To try to unlock the answers to some of those questions, she has begun using a diagnostic Transcranial Doppler (TCD) to do ultrasound images of the larger blood vessels in the brains of children who come into Duke with traumatic brain injuries. Such ultrasounds, which can pinpoint the occurrence and location of vasospasms, are the standard of care in adult patients with severe head injuries, but they are not routinely performed in pediatric patients.
"We don't understand it very well, especially in children," Reuter-Rice says. "I'm trying to get some inkling of the processes that drive it. We may not find answers that will apply to every patient, but we will at least know more than we do now, and that will help inform our next steps. And that, to me, is what we need for brain injury research. We need it for our wounded warriors. We need it for our wounded athletes. We need it for our wounded children."
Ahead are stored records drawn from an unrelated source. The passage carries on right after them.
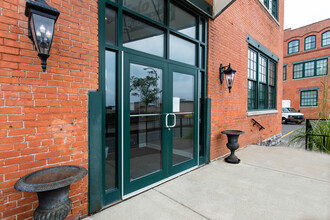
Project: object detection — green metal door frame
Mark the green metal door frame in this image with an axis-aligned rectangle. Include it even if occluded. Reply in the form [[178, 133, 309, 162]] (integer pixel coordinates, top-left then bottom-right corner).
[[88, 0, 210, 213]]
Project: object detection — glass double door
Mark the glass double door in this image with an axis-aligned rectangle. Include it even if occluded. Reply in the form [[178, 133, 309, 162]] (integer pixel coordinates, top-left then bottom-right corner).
[[123, 54, 198, 195]]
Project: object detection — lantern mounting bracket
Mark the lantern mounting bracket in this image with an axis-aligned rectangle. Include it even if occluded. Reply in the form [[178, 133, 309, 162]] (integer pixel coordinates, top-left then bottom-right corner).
[[25, 0, 60, 71], [219, 63, 236, 92]]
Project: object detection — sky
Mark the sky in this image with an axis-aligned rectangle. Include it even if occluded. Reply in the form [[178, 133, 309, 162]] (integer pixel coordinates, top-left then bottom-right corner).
[[284, 0, 330, 29]]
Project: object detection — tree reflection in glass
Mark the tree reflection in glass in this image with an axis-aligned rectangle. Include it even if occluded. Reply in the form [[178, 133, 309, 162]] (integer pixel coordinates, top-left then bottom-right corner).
[[130, 64, 162, 180]]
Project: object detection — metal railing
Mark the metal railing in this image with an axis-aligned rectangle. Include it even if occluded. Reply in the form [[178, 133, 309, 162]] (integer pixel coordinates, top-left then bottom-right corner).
[[305, 119, 330, 150]]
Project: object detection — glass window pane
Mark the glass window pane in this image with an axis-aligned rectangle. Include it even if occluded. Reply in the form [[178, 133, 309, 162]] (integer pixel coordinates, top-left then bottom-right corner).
[[170, 35, 196, 65], [199, 19, 205, 42], [316, 59, 328, 76], [172, 72, 195, 165], [130, 63, 163, 180], [259, 56, 267, 83], [199, 46, 205, 69], [269, 86, 276, 108], [130, 114, 162, 180], [104, 51, 118, 189], [123, 0, 164, 24], [258, 83, 267, 109], [293, 64, 303, 79], [268, 61, 276, 86], [105, 8, 117, 45], [288, 40, 299, 54], [300, 90, 317, 106], [305, 61, 314, 77], [170, 3, 197, 38], [130, 64, 162, 114], [31, 14, 54, 54], [248, 80, 256, 109], [305, 35, 316, 50], [123, 15, 164, 56], [322, 31, 330, 47], [248, 49, 257, 80]]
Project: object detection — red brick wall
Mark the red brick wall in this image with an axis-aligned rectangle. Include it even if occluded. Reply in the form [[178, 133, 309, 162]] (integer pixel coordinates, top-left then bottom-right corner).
[[208, 0, 283, 159], [283, 19, 330, 118], [0, 0, 98, 219]]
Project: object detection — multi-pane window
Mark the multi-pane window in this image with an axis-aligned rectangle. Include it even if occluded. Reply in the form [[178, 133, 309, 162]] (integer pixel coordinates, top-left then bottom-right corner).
[[293, 58, 328, 79], [300, 89, 317, 106], [304, 61, 315, 77], [263, 0, 278, 19], [316, 59, 328, 76], [293, 63, 303, 79], [283, 65, 287, 81], [322, 31, 330, 47], [288, 40, 299, 54], [305, 35, 316, 50], [268, 60, 276, 108], [248, 48, 276, 110]]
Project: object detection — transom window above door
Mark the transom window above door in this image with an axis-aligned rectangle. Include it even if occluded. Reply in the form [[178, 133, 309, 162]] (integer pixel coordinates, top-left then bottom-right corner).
[[105, 0, 207, 69]]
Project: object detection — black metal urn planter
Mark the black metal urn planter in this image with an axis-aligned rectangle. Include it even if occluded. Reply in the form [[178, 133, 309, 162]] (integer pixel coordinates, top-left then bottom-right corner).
[[15, 165, 87, 220], [221, 130, 245, 164]]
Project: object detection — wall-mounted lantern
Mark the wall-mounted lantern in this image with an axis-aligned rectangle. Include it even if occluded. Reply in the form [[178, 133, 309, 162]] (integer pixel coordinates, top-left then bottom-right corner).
[[219, 64, 236, 92], [25, 0, 60, 72]]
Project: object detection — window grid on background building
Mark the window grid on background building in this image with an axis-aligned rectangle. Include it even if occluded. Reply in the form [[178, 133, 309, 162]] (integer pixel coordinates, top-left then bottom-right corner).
[[293, 58, 328, 79], [305, 35, 316, 50], [248, 48, 276, 110], [322, 31, 330, 47], [288, 40, 299, 54], [300, 90, 317, 107]]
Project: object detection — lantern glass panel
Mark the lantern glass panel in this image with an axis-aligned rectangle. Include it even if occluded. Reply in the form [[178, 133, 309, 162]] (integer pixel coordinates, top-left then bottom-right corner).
[[225, 72, 235, 88], [31, 14, 55, 54]]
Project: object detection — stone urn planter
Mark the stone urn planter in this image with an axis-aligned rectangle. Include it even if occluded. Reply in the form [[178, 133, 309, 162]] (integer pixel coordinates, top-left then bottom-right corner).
[[221, 130, 245, 164], [14, 165, 87, 220]]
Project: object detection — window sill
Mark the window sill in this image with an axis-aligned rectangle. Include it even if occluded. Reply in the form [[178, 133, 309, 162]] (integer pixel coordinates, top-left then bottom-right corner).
[[246, 110, 278, 117]]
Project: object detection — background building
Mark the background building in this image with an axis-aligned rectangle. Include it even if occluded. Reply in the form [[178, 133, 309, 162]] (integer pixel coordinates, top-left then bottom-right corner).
[[0, 0, 283, 219], [283, 19, 330, 118]]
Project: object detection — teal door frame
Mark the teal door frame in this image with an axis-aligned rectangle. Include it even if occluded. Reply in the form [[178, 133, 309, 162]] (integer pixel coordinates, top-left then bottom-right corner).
[[122, 53, 199, 196], [88, 0, 211, 213]]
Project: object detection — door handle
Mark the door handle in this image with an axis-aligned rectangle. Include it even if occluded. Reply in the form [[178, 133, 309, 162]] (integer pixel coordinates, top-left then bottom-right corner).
[[165, 113, 176, 131]]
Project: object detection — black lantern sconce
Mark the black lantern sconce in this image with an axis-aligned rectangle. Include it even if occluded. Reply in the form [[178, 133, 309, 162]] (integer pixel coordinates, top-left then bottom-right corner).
[[219, 64, 236, 92], [25, 0, 60, 72]]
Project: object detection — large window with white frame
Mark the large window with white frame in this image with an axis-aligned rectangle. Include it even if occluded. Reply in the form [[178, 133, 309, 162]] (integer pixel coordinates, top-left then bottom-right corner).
[[293, 58, 328, 79], [305, 35, 316, 50], [288, 40, 299, 54], [263, 0, 278, 19], [322, 31, 330, 47], [300, 89, 318, 107], [248, 48, 277, 111]]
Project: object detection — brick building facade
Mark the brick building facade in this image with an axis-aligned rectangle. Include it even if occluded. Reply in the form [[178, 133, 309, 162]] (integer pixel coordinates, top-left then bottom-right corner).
[[0, 0, 283, 219], [283, 19, 330, 118]]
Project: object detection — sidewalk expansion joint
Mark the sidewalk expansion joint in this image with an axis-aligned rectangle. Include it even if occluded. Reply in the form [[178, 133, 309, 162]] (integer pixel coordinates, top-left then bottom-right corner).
[[153, 188, 210, 220], [243, 162, 330, 183]]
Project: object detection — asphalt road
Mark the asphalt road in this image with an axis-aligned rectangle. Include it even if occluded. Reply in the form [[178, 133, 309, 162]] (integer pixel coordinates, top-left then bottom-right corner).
[[280, 122, 306, 147]]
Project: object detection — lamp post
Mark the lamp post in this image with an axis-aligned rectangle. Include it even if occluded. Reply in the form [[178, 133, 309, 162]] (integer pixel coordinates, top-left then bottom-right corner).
[[25, 0, 60, 72], [219, 64, 236, 92]]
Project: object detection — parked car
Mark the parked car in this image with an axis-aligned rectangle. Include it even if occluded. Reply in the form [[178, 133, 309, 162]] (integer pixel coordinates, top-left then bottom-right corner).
[[282, 107, 305, 124]]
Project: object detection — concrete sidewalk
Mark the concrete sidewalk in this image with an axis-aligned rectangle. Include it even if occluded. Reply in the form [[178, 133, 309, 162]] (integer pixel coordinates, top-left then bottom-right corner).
[[86, 145, 330, 220]]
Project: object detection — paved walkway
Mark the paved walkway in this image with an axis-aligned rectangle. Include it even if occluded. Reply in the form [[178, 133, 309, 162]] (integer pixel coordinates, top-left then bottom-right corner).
[[86, 145, 330, 220]]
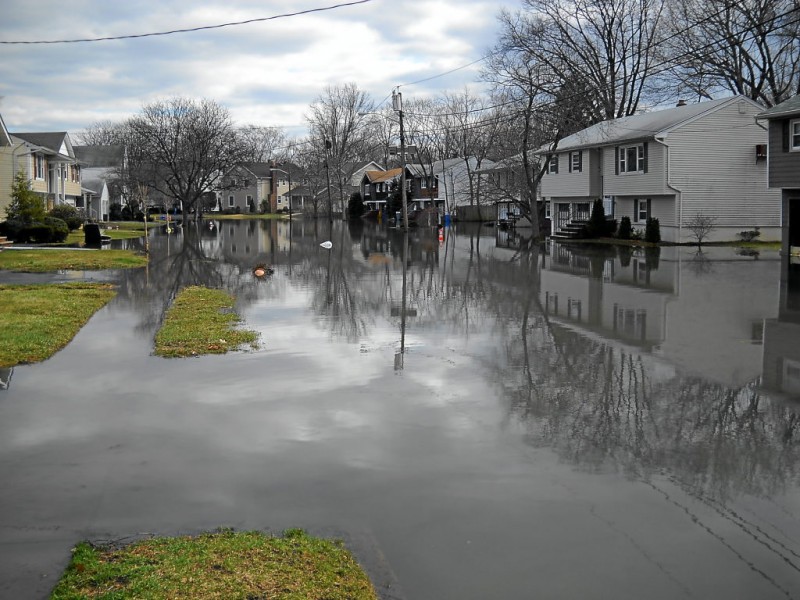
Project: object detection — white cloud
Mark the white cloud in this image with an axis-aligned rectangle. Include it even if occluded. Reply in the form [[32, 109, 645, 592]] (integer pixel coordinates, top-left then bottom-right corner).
[[0, 0, 520, 131]]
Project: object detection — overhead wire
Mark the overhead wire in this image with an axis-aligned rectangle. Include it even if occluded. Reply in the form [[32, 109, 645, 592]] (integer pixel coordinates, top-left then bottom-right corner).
[[0, 0, 373, 44]]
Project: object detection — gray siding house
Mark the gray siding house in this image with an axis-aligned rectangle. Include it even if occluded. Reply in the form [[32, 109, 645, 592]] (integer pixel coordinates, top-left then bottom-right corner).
[[540, 96, 781, 243], [758, 95, 800, 254]]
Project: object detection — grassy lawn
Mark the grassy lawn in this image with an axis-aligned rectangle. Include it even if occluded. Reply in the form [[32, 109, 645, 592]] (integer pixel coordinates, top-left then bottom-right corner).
[[0, 249, 147, 273], [0, 283, 116, 367], [156, 286, 258, 357], [50, 530, 377, 600]]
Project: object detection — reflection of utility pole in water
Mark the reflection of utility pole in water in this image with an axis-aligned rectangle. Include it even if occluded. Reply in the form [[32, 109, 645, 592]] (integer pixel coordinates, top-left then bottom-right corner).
[[394, 229, 408, 371]]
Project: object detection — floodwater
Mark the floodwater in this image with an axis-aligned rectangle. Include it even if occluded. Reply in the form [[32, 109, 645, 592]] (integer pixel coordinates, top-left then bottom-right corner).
[[0, 221, 800, 600]]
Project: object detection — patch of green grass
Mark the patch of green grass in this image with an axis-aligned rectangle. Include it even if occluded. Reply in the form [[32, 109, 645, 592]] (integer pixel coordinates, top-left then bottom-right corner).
[[0, 249, 147, 273], [0, 283, 116, 367], [155, 286, 258, 357], [203, 213, 290, 221], [50, 530, 377, 600]]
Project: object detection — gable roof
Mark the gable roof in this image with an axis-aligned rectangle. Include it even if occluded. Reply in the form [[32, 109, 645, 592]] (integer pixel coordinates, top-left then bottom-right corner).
[[0, 115, 11, 146], [756, 94, 800, 119], [12, 131, 72, 156], [72, 145, 125, 167], [536, 96, 758, 154], [364, 167, 403, 183], [242, 163, 272, 179]]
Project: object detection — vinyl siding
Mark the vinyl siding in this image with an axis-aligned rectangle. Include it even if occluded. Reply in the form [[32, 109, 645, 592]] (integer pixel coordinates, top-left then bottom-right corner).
[[0, 146, 14, 214], [666, 100, 781, 230], [603, 140, 671, 197], [541, 149, 600, 198], [768, 115, 800, 188]]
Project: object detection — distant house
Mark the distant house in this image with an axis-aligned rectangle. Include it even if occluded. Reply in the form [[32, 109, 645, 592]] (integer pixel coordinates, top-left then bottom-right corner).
[[758, 95, 800, 255], [11, 131, 83, 209], [360, 167, 403, 210], [73, 145, 128, 221], [360, 165, 444, 212], [539, 96, 781, 243], [217, 162, 277, 213]]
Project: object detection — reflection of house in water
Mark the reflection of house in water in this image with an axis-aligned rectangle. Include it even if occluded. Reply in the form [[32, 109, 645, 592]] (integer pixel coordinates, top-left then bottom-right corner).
[[762, 257, 800, 399], [541, 244, 676, 348], [540, 243, 780, 386]]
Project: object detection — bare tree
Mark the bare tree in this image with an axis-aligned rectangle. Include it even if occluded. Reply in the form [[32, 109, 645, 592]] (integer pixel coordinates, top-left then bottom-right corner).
[[667, 0, 800, 107], [126, 98, 247, 217], [306, 83, 374, 218], [686, 213, 717, 246]]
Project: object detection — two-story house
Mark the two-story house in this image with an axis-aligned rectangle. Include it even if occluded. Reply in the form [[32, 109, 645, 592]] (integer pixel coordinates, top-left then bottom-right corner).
[[758, 95, 800, 255], [360, 167, 403, 210], [539, 96, 781, 243], [217, 162, 277, 213], [11, 131, 83, 209]]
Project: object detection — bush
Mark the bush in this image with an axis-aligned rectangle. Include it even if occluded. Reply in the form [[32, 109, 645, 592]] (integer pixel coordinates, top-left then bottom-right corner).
[[50, 204, 83, 231], [739, 227, 761, 242], [644, 217, 661, 244], [617, 217, 633, 240]]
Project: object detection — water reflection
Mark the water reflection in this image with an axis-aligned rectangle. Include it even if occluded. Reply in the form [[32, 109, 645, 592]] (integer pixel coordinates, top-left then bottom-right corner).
[[98, 221, 800, 501]]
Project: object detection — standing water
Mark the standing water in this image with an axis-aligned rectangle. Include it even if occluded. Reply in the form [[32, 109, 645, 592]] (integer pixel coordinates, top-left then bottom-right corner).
[[0, 221, 800, 600]]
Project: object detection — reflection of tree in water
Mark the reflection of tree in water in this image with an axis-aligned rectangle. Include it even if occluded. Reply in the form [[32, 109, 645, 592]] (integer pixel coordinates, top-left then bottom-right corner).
[[684, 250, 714, 275], [111, 221, 270, 332], [501, 324, 800, 501]]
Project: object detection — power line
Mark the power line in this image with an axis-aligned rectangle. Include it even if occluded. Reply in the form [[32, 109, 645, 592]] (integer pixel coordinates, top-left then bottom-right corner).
[[0, 0, 373, 44]]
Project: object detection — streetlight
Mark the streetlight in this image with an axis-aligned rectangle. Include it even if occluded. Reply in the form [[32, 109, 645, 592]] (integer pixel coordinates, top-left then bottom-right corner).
[[392, 88, 408, 229]]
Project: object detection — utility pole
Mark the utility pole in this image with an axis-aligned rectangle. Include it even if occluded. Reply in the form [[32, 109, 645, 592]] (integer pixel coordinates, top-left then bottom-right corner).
[[392, 88, 408, 229], [325, 140, 333, 224]]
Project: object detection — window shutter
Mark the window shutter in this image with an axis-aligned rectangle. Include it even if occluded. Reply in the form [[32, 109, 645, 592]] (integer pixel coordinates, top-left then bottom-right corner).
[[642, 142, 650, 173], [781, 119, 790, 152]]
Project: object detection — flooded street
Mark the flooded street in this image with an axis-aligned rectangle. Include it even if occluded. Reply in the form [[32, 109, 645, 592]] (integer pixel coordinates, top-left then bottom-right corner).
[[0, 221, 800, 600]]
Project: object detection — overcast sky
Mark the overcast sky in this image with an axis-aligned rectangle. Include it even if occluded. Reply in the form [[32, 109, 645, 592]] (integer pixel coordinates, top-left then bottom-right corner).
[[0, 0, 521, 135]]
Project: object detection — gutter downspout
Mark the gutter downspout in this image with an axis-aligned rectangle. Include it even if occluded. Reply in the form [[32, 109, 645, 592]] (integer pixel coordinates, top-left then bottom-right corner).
[[653, 133, 683, 244]]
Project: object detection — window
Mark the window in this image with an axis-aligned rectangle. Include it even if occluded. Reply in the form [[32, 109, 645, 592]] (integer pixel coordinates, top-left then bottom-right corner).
[[569, 150, 583, 173], [33, 154, 45, 179], [617, 144, 647, 173], [633, 198, 650, 223]]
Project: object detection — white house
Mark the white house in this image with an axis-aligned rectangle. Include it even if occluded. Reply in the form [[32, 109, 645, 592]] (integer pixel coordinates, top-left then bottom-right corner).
[[539, 96, 781, 243]]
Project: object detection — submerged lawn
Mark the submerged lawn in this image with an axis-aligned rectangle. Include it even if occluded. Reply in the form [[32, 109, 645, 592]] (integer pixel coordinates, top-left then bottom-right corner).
[[0, 249, 147, 273], [156, 286, 258, 357], [0, 283, 116, 367], [50, 530, 377, 600]]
Some of the keys may lie in specific biological markers and genetic variations that may be associated with pediatric TBI. So Reuter-Rice is also collecting DNA swabs and analyzing biological data -- biomarker levels, and so on -- from the participating patients, with an eye toward identifying biomarkers or genetic factors that may predispose some children to suffer vasospasms or, conversely, that may confer some protective mechanism. The results ultimately could lead to improved care, not only for children with TBI, but also for those who suffer other sorts of oxygen deprivation to the brain, as in suffocation, stroke, or submersion injuries.
"This is all very new, very foundational, but if we were more informed about how the brain reacts to injury we might be able to intervene more effectively," Reuter-Rice says. "If we could identify a biomarker or a polymorphic gene that we know suggests a worse outcome, for example, we could treat those children more proactively."
Reuter-Rice, who came to Duke three years ago from Rady Children's Hospital in San Diego, began the study with a three-year grant from the National Institutes of Health's National Institute of Nursing Research. The new Robert Wood Johnson Foundation award allows her to expand and extend the project, so that by 2016 she expects to have data from 60 children. She has a large, multidisciplinary team of colleagues assisting her with the project, including senior faculty such as Marilyn Hockenberry, the Bessie Baker Professor of Nursing, and neurologist Dr. Daniel Laskowitz; nurses and physicians in the Pediatric ICU; Duke nursing graduate students and undergraduates; and even a high school senior at the North Carolina School of Science and Mathematics.
"Dean Catherine Gilliss took a bit of a leap of faith in bringing me here, because my research is a little bit outside what our school's traditional research has been," Reuter-Rice says. "And yet it has unfolded to be this wonderfully collaborative process, and I have found nothing but enthusiastic cooperation everywhere I've looked."
That spirit of cooperation has come from the parents of the young patients as well -- mothers and fathers who are dealing with some of the most terrible things that can happen to parents. In the first 10 months of her study, Reuter-Rice enrolled 21 young patients from four months to 15 years of age -- the majority younger than 2 -- who had suffered severe brain injuries, some from accidents and others, tragically, from abuse.
She believes her research can make that profound compassion and willingness to help bear fruit. It all goes back to the question that put her on this path to begin with.
"I've seen so many children so severely injured, and I always wonder, 'Why does this one do so well while that one does so poorly?'" she says. "Why can't they all do well? We should know. We should know so that we can help more children have better outcomes. This is something I am passionate about, and we are set up here at Duke to start making some serious leaps toward that goal."